A visit from the White House drug czar to western North Carolina last year has raised questions in a congressional investigation into the politicization of the national drug policy office.
Drug czar John Walters met with Republican Reps. Patrick McHenry and Charles Taylor in their home districts in August.
The meetings, each with local sheriffs, were held behind closed doors but highlighted in local newspapers at the time.
According to a memo and e-mails obtained by a House oversight committee, the visits appeared to be part of a larger program to have officials from the Office of National Drug Control Policy visit districts of vulnerable GOP members of Congress.
They included visits to 20 events across the nation to towns that an official described in an e-mail as "god awful places."[..]
The memo, authored in part by White House political affairs director Sara Taylor, describes 31 suggested or completed visits by Walters to Republican districts around the country.
According to U.S. Rep. Henry Waxman, the Democratic chairman of the oversight committee, most of the GOP members were faced tough re-election races. Several, like Charles Taylor, lost their jobs.

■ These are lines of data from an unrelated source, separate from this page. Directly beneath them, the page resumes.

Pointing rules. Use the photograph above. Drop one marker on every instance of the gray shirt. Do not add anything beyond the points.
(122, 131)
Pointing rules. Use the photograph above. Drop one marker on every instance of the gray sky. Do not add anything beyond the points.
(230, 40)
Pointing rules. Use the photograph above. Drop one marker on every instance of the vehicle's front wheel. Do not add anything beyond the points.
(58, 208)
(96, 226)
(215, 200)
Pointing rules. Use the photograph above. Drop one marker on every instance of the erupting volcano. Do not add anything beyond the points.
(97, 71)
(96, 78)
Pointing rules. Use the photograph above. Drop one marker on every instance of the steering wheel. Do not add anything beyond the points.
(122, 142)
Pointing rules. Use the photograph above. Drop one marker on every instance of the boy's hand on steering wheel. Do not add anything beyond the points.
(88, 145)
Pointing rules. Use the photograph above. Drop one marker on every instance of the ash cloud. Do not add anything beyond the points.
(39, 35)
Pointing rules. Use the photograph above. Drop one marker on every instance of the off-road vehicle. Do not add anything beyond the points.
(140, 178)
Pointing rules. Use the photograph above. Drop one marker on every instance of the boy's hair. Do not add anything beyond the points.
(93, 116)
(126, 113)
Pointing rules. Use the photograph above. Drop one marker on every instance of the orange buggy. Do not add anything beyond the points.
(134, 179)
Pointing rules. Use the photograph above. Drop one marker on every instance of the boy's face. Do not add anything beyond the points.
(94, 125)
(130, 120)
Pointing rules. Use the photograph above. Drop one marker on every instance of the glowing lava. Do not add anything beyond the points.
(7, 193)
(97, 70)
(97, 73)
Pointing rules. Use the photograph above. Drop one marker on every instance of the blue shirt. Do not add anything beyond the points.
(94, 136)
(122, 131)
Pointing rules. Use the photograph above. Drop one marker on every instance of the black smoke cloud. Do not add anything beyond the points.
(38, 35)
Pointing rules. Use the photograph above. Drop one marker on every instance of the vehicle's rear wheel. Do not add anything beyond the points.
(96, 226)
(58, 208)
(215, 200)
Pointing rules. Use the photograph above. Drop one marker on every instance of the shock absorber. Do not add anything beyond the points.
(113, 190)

Henry Waxman has said that he will investigate if using Walters in this way was a violation of a ban on using government resources for election politics:
"Non-partisan officials like the drug czar should not be enlisted to help Republican candidates," Waxman said. "There is growing evidence that the Bush administration has crossed the line."
Barry McCaffrey, who served as drug czar under President Clinton, said the drug czar's office is prohibited from engaging in election politics. "I think it's extremely harmful to turn the drug issue into one of partisan warfare. It simply won't work," he said.